In a time where every startup seems to be using machine learning to sift through massive amounts of data, Scalyr is a cloud-based service that is taking a different approach. It has built a tool the founder claims can sort through massive amounts of log data at lightning speed when compared to conventional logging tools — and it doesn’t require machine learning to make it happen.

Today, the company announced a $20 million investment led by Shasta Ventures with participation from previous investors Bloomberg Beta, Susa Ventures and Heroic Ventures. Today’s money brings the total investment to $28 million, according to company CEO and co-founder Steve Newman.

Newman has been around the block a few times in the startup world including helping create the Writely word processor, which was purchased by Google in 2006 and became none other than Google Docs. As part of the Google team, Newman says he worked on the data storage infrastructure behind Google Docs and Google Drive. As you can imagine, this involved operations at large scale in a cloud environment, just the kind of scale and complexity so many teams are facing now.

Newman took that experience and used it to help create Scaylr, which the team built from the ground up for simplicity and speed, not using so much as a single line of open source or external code. It was all in the service of speed, he says.

Log tools continually collect data about what’s happening across a company’s infrastructure and can help track down a variety of problems from network slow-downs to cyber attacks. The challenge is sifting through the rapidly ever-growing volume of data inside these logs.

Just how fast are they? Newman claims Scalyr is at least 5 times faster than competing tools like Splunk, Loggly and Sumo Logic, and sometimes as much as 1000 times faster.
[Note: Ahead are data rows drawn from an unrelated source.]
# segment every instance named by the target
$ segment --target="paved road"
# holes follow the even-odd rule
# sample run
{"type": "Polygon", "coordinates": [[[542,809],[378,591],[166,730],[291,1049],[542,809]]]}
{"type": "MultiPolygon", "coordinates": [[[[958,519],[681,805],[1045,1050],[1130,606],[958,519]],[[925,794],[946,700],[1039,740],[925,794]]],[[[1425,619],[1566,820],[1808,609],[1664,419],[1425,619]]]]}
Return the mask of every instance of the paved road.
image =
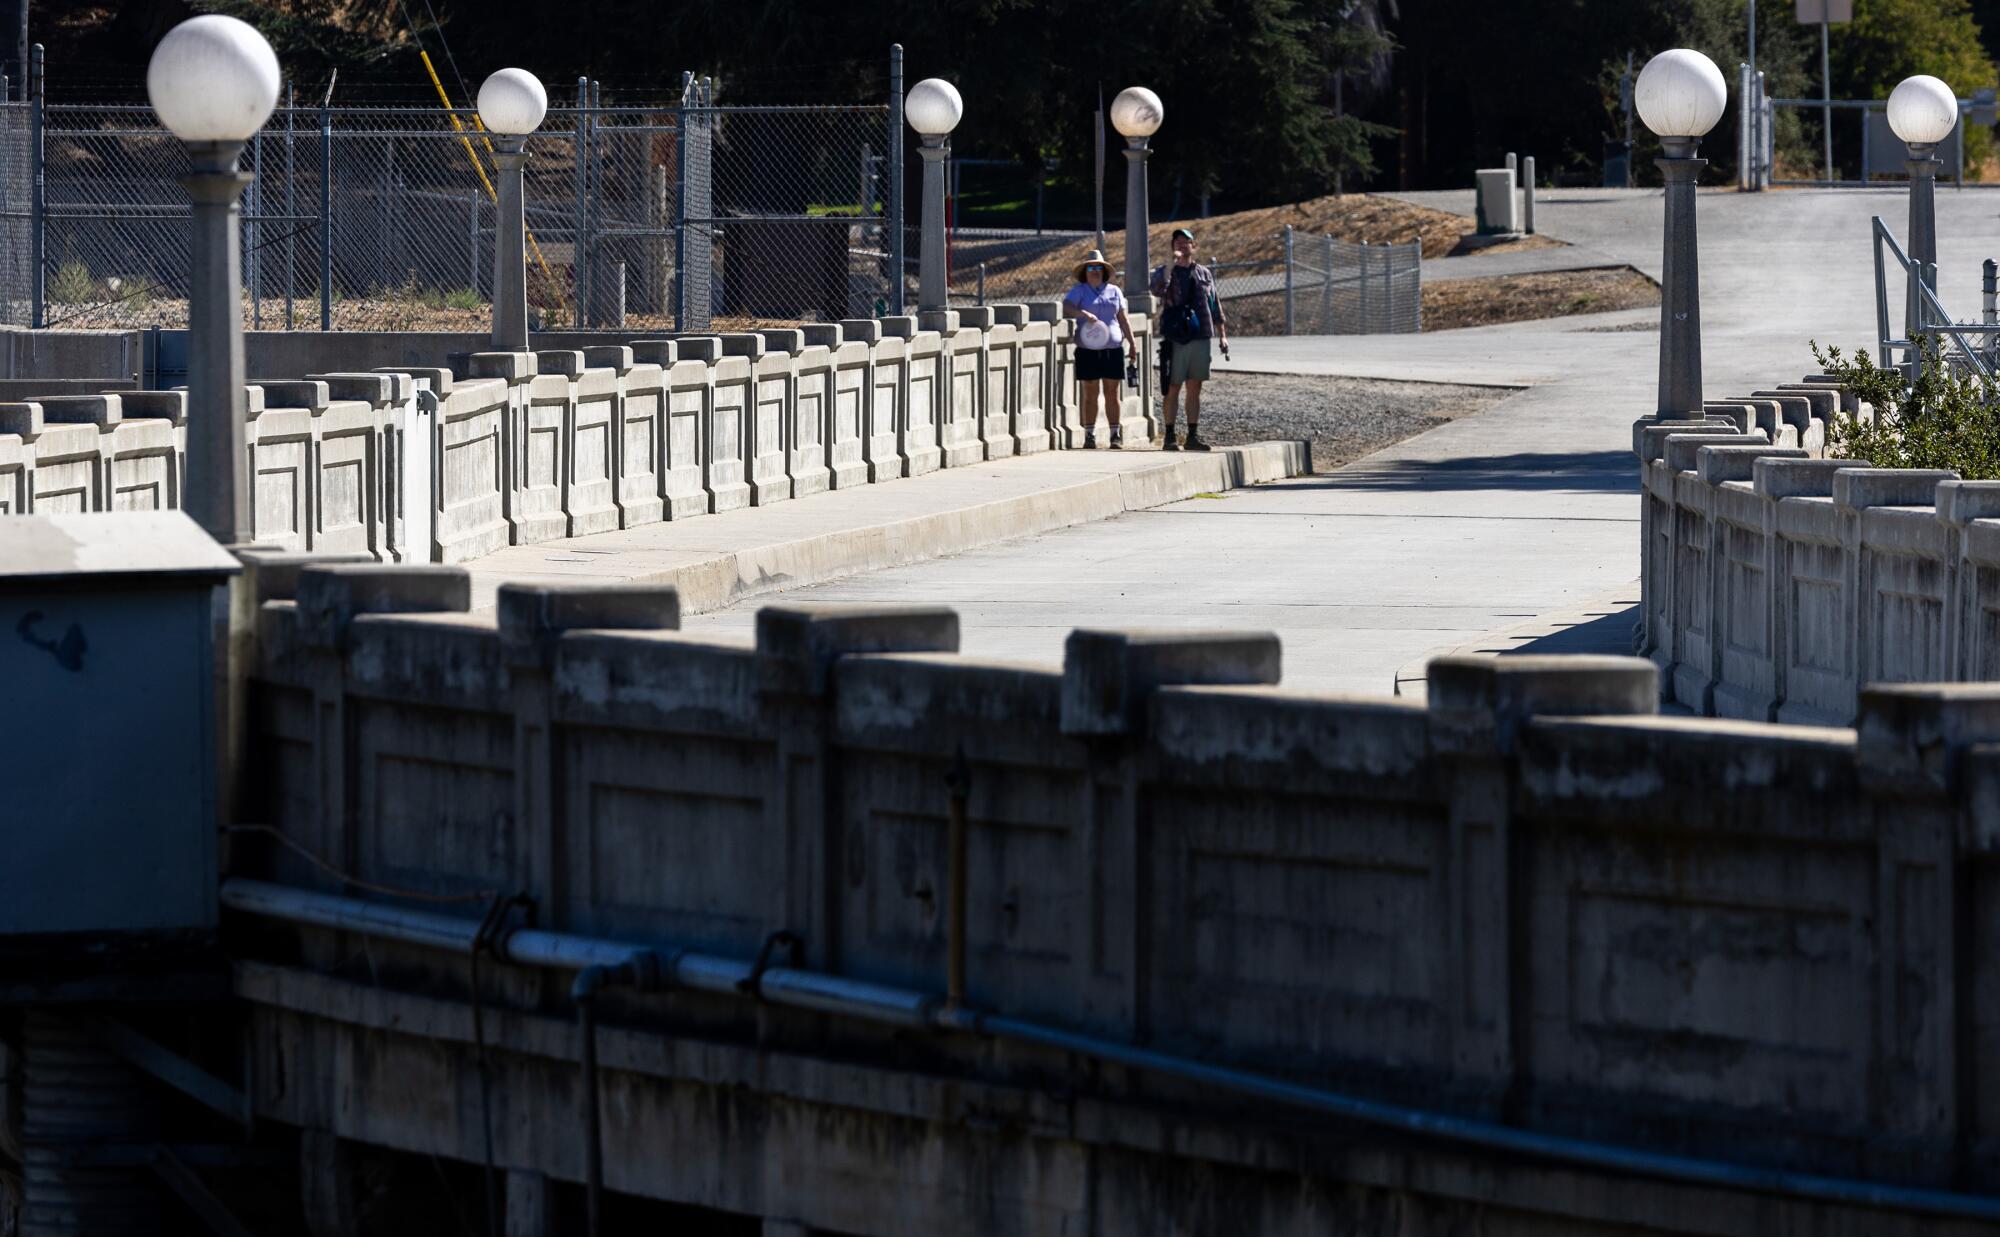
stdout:
{"type": "MultiPolygon", "coordinates": [[[[1419,200],[1470,213],[1470,196],[1419,200]]],[[[1946,190],[1938,205],[1941,293],[1959,316],[1975,316],[1979,262],[2000,252],[2000,195],[1946,190]]],[[[1812,368],[1808,339],[1869,338],[1868,218],[1900,220],[1900,194],[1716,192],[1702,195],[1700,210],[1710,392],[1795,381],[1812,368]]],[[[1548,195],[1538,222],[1660,273],[1657,191],[1548,195]]],[[[1081,624],[1273,628],[1288,684],[1385,693],[1431,650],[1636,595],[1630,425],[1652,408],[1659,337],[1617,328],[1649,322],[1657,311],[1420,336],[1242,340],[1236,364],[1245,369],[1525,389],[1329,474],[792,595],[948,603],[963,615],[967,651],[1041,662],[1058,660],[1081,624]]],[[[750,620],[745,606],[688,626],[744,632],[750,620]]],[[[1597,628],[1615,642],[1617,626],[1597,628]]]]}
He says Scalylr is capable of searching a terabyte of data every second and that it can answer an engineering query 96 percent of the time in one second or less.

That speed enables a rapidly iterative process where engineers can get at the root of the problem simply by asking a series of questions based on what they are seeing in the logs and Scalyr’s responses. What’s more, they didn’t just concentrate on the technical underpinnings. He said they also used their experience building consumer application like Writely to develop a tool with a quality user interface.

The company is based in San Mateo and currently has 23 employees, a number they are very likely to increase with the new money. Scalyr has 140 paying customers including Giphy, TiVo and Business Insider.